Whenever a client presents a challenge (aka hard problem to solve) there is this temptation to focus on the things that, in the opinion of the person representing the client business, are missing in their day-to-day work. When we follow this path we end up building solutions based on this person’s perspective of what his organization should be. While some may say that this way we are building the best solution for the organization, because we are focusing on the best solution involving the best people, others will argue exactly the opposite since we are not considering the organization’s knowledge and improving it. Having seen success and failure cases in both perspectives I’m inclined to say that both perspectives are right and also wrong at the same time since they depend on so many other elements such as timing, culture, IT knowledge among many other either controlled and uncontrolled elements like user adoption.
Picture a Cup
When a client presents me a problem, sorry a challenge, I try to picture a cup. The client presents a me an empty cup. Since my development team is excellent in implementing the technical solution that will fill that cup, my first impulse is to assess the right measurement of the cup and fill it. Everybody knows that this is how we get business done right? There’s an empty cup we fill it and the client is satisfied. The client will eventually come back whenever he finds another cup to fill. Right? Wrong! Filling the glass is not going to dry the clients’ thirst if it doesn’t respond to his organization needs and the project will fail. When a client presents me with an empty cup I shouldn’t be asking how will i fill that cup, I should be asking what is causing this person to be so thirsty and how do I get him to drink?
Fill it correctly
Filling the glass is not going to dry the clients’ thirst if it doesn’t respond to his organization needs. By making an effort to understand the client’s perspective of an empty cup we end up finding more about his business. We get a clearer picture of the cup’s capacity, and find out that it might not be that empty after-all. I found out that most of the times this happens because I’m talking to someone that is so focused on making a change that gets absorbed by the empty portion of the cup. If we fill the cup exactly like it is being asked the cup will spill. A good solution builds upon the existing water and fills the cup right to its optimal capacity.
Don’t Drink it!
And now that that the cup was correctly filled, the client drinks it and we go home. Right? Wrong!! While your client’s representative may seem satisfied with that beautiful clear water that your team provided he will quickly find out that he has no idea on how to drink from that cup. I mean really drink it in a way that will dry everyone’s thirst around him.
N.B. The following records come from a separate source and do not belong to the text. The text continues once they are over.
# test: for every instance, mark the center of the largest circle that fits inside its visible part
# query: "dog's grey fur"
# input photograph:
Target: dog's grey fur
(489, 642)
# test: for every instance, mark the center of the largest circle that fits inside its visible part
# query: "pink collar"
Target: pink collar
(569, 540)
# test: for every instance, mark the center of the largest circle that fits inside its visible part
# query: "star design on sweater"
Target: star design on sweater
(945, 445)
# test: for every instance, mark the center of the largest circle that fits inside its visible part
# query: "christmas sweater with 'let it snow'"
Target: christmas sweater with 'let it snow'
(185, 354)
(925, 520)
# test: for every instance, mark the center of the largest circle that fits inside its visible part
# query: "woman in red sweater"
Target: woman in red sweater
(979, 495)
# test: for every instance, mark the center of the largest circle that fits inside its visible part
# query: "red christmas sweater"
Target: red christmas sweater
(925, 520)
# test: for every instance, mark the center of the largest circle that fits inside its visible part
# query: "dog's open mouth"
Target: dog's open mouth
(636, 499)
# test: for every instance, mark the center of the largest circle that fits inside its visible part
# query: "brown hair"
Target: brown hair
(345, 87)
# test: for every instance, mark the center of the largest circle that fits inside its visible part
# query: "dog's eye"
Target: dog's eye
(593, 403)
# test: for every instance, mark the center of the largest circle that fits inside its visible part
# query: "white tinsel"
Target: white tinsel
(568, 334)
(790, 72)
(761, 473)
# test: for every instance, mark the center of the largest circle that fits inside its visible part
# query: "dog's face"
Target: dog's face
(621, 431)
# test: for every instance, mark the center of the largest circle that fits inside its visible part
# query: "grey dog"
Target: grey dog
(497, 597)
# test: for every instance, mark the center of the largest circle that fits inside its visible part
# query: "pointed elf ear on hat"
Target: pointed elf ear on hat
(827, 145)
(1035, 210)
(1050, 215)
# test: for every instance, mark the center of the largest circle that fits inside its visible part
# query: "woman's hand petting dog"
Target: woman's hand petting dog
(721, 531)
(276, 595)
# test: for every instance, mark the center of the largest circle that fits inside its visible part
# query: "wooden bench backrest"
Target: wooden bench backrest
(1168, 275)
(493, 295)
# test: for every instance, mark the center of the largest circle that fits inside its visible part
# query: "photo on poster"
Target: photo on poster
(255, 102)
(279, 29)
Yes clients do that. And yes you should know better 🙂 What your client needs is someone to help him bring the water to rest of the organization, someone that bridges the gap between his business and the tech solution.
Propose a toast
Literally means propose a toast. Bring everyone together to the same exact point. They will find disconfort and try to resist at first, but once they get up be sure to let them know what their are holding and where we can go together. Make the best wishes and drink together.
The day after
Well… not the exactly day after because you left your client really satisfied. Lets say sometime after, the same client will improve and starting looking to that very same glass in a different perspective, but this time you will not be looking at the client’s half empty or half full cup. You will be looking at the cup of a client that is continuously growing with you.
Now can you see what user adoption means?